イスラエルの報復で過激思想が再生産される

「復讐」に関しては、WSJの記事に興味深い記述がある。シンワル氏はガザ南部の難民キャンプ生まれだが、同氏が5歳くらいだった頃の1967年、第3次中東戦争さなかの回想が、同氏の自伝的小説に綴られているという。

 シンワル氏がイスラエルの刑務所に服役していた2004年執筆したもので、ある父親がイスラエル軍の攻撃から幼い息子を守ろうと、難民キャンプの地面に穴を掘るという場面が出てくる。イスラエル軍が近づく音が大きくなるにつれ、子供は穴の中、恐怖で泣き叫ぶ、というものだ。

 この幼い男児がシンワル氏自身の分身であるとしたら、イスラエルとパレスチナにおける暴力の連鎖が脈々と受け継がれてしまった悪例と言えるだろう。見方によっては、現在イスラエルが行なっているガザ地区への攻撃でも、それを生き延びた子供たちが、やがては復讐を誓う過激思想の持ち主へと成長しかねない。

 米CNNは記者分析で、シンワル氏がこの不均衡な戦闘において「イスラエルの圧倒的な軍事力と、パレスチナにおける苦難の歴史を武器化」していると指摘している。つまり、膨大な数の犠牲を伴う、イスラエルによるガザ市民への攻撃は計算のうちにあり、それに反発する国際世論を味方につけている、という構図だ。

 CNNはまた、シンワル氏にとって、パレスチナの窮状に異議を唱え、最近米国の名門大学で立て続けに起きた反イスラエルデモについても、停戦交渉に有利に働いてきたとしている。

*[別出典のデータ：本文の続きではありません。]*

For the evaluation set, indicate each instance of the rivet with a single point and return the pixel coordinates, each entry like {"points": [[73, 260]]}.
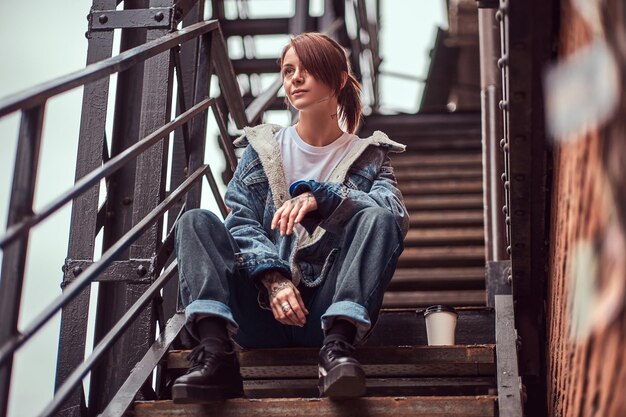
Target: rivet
{"points": [[503, 61]]}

イスラエルにとって長年の同盟国である米国も、選挙イヤーの今年、バイデン政権が「新世代の左派」の怒りとその票を無視することはできないからだという。

コロンビア大学(写真)など米国の名門大学で反イスラエルのデモが広がった写真:ロイター/アフロ)

 同局は、シンワル氏は同胞であるパレスチナ市民の苦しみで国際的な怒りを引き出し、自らはそれを静観すれば良い立場にいる、と分析している。

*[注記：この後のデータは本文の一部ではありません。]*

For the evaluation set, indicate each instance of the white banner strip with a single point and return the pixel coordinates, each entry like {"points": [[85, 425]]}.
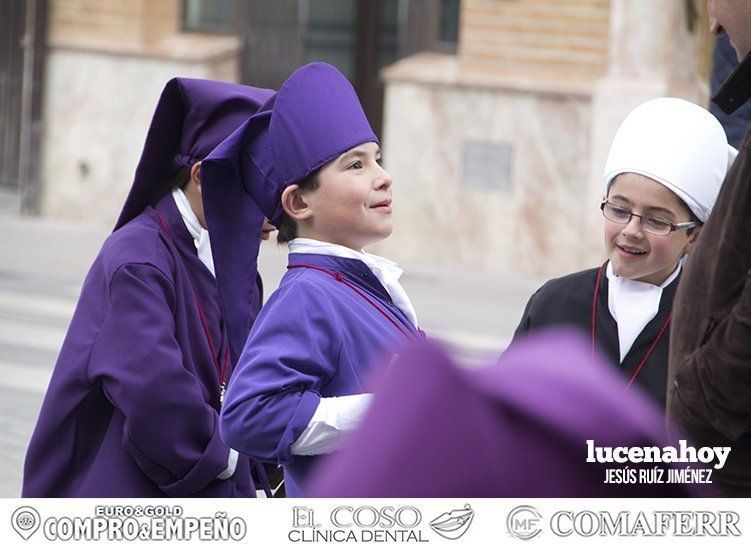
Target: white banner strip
{"points": [[470, 521]]}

 現に、ICCによる戦争犯罪に関する逮捕状請求にしても、シンワル氏はすでに米国などによってテロリスト認定され、ガザ地区に潜伏していると見られるのに比べ、ネタニヤフ首相は国家元首という立場上、国際社会におけるダメージは大きい。

 一方、英BBCは先週末、イスラエル軍による人質解放作戦において多数のパレスチナ人犠牲者が出たガザ地区で、ハマスに対する異例の批判が噴出したと報じている。シンワル氏らの目論見は、ガザ市民にも透け始めたのかもしれない。